La raffineria Dangote ha risposto a rapporti che suggeriscono che ha rifiutato 15,5 milioni di barili di greggio prodotto localmente nel secondo trimestre del 2026, chiarendo che rimane impegnata a reperire greggio nigeriano nell'ambito del quadro dell'obbligo di fornitura di greggio domestico (DCSO). La raffineria ha sottolineato che il problema non risiede nel volume nominale di greggio offerto dai produttori locali, ma nella disponibilità effettiva di greggio in quantità sufficienti e a prezzi commercialmente competitivi. Secondo il vicepresidente del gruppo della società, Devakumar Edwin, la raffineria ha faticato a garantire forniture dirette dai produttori nazionali a causa della scarsa disponibilità e dei prezzi elevati rispetto al prezzo globale. Come risultato dei parametri di riferimento, gran parte del greggio è stato richiesto tramite compagnie petrolifere internazionali e intermediari terzi, portando a costi aumentati e ridotta competitività del greggio domestico.

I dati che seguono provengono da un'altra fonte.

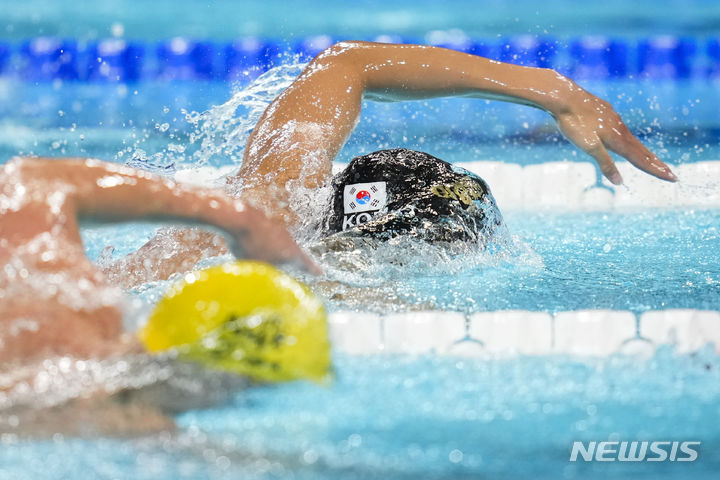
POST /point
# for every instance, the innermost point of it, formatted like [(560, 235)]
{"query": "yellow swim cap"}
[(245, 317)]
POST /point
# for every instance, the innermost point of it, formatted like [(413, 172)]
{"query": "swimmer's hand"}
[(593, 125)]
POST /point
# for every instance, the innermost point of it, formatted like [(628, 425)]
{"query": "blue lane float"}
[(115, 60), (182, 59), (47, 58)]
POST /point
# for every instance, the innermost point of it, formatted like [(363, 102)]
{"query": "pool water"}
[(422, 417)]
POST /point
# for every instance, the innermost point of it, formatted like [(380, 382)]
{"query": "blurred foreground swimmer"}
[(54, 301)]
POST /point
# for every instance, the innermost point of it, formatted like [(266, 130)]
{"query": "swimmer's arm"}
[(112, 192), (330, 91)]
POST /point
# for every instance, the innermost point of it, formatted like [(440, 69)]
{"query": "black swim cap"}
[(403, 192)]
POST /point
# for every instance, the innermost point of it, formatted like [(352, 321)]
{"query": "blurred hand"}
[(593, 125)]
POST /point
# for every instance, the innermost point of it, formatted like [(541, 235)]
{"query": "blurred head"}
[(397, 192)]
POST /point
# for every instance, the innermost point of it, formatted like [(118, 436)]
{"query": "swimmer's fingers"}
[(623, 142), (590, 143)]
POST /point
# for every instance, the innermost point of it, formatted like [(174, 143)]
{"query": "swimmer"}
[(295, 141), (291, 148)]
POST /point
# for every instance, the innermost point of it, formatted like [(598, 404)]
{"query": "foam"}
[(586, 333)]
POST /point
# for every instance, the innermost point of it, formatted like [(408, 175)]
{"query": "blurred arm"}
[(111, 192)]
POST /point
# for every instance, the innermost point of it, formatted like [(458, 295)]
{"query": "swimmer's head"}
[(397, 192)]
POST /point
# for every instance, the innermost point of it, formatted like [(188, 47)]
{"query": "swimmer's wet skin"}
[(46, 279)]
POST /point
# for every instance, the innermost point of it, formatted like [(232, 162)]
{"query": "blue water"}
[(399, 417), (222, 19), (396, 417)]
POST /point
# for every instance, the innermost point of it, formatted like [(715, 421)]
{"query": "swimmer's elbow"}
[(341, 53)]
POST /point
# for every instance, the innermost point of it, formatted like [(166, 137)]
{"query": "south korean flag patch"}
[(364, 197)]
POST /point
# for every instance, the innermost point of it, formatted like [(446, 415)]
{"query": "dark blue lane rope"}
[(120, 60)]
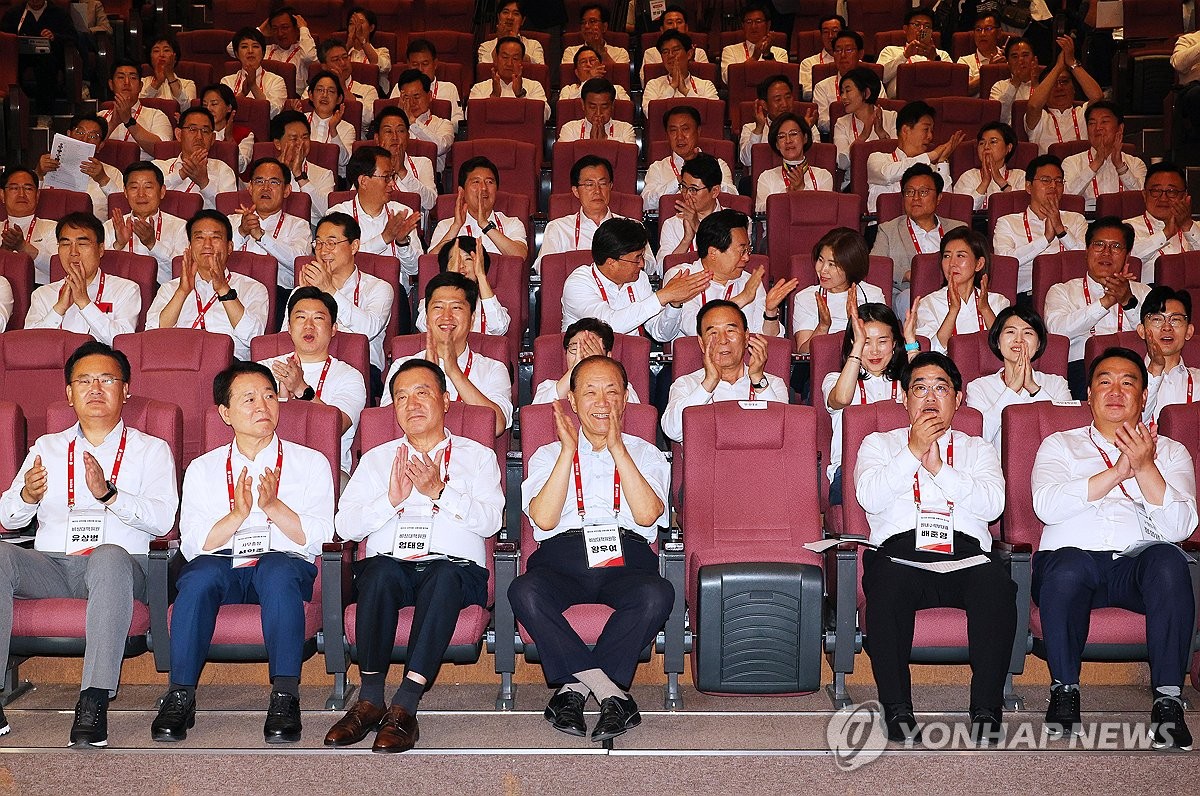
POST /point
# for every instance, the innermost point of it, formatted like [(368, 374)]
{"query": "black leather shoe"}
[(282, 719), (565, 713), (90, 728), (616, 716), (901, 724), (177, 716)]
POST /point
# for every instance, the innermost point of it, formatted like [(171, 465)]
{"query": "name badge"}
[(412, 539), (603, 545), (85, 531), (249, 544), (935, 531)]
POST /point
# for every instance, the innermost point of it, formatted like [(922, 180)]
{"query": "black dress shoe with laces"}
[(282, 719), (90, 726), (177, 716), (617, 716), (564, 712)]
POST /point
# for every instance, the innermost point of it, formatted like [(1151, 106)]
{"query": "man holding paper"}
[(100, 492), (929, 494), (255, 515), (1115, 498), (423, 504)]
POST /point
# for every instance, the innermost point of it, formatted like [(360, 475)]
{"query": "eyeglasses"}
[(1158, 321)]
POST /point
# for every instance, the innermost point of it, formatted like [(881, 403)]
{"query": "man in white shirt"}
[(676, 49), (129, 119), (424, 549), (723, 249), (1115, 498), (915, 127), (1103, 301), (621, 492), (129, 483), (918, 30), (87, 300), (598, 96), (593, 25), (193, 171), (1167, 226), (23, 231), (190, 300), (1043, 228), (507, 81), (617, 291), (147, 229), (251, 79), (450, 301), (929, 494), (1103, 168), (102, 178), (756, 47), (1167, 327), (682, 124), (253, 519), (415, 95), (724, 339), (311, 373), (475, 214), (292, 136), (364, 301), (264, 228)]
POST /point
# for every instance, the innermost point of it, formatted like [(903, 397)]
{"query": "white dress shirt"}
[(935, 306), (772, 181), (1150, 240), (490, 377), (253, 299), (1012, 238), (587, 293), (883, 483), (990, 395), (147, 496), (533, 89), (306, 486), (285, 238), (469, 510), (342, 388), (876, 388), (1069, 312), (597, 470), (221, 180), (114, 312), (804, 306), (689, 390), (1084, 181), (171, 240), (1065, 464)]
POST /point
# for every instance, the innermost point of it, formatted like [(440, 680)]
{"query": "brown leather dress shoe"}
[(397, 731), (358, 722)]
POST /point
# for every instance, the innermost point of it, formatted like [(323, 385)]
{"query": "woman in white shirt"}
[(964, 305), (841, 259), (790, 137), (995, 143), (864, 120), (874, 352), (1018, 339)]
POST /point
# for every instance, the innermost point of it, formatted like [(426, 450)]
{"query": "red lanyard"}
[(279, 472), (616, 484), (916, 476), (117, 466)]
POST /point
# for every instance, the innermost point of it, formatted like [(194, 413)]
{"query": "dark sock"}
[(408, 695), (287, 684), (372, 688)]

Lettura del bias (Centro): L'articolo presenta la prospettiva della raffineria Dangote sulle sfide legate all'approvvigionamento di petrolio greggio nigeriano nell'ambito del quadro DCSO.
Perché fattualità (85): The article provides specific details about Dangote Refinery’s response to reports regarding the rejection of 15.5 million barrels of crude oil, citing statements from Devakumar Edwin. These claims align with the general consensus found in other articles covering the same event, suggesting that the
Perché obiettività (90): The article presents the refinery's perspective in a neutral manner, quoting officials directly and avoiding overtly biased language. It does not take sides or present the situation as a conflict between opposing parties, maintaining a balanced tone.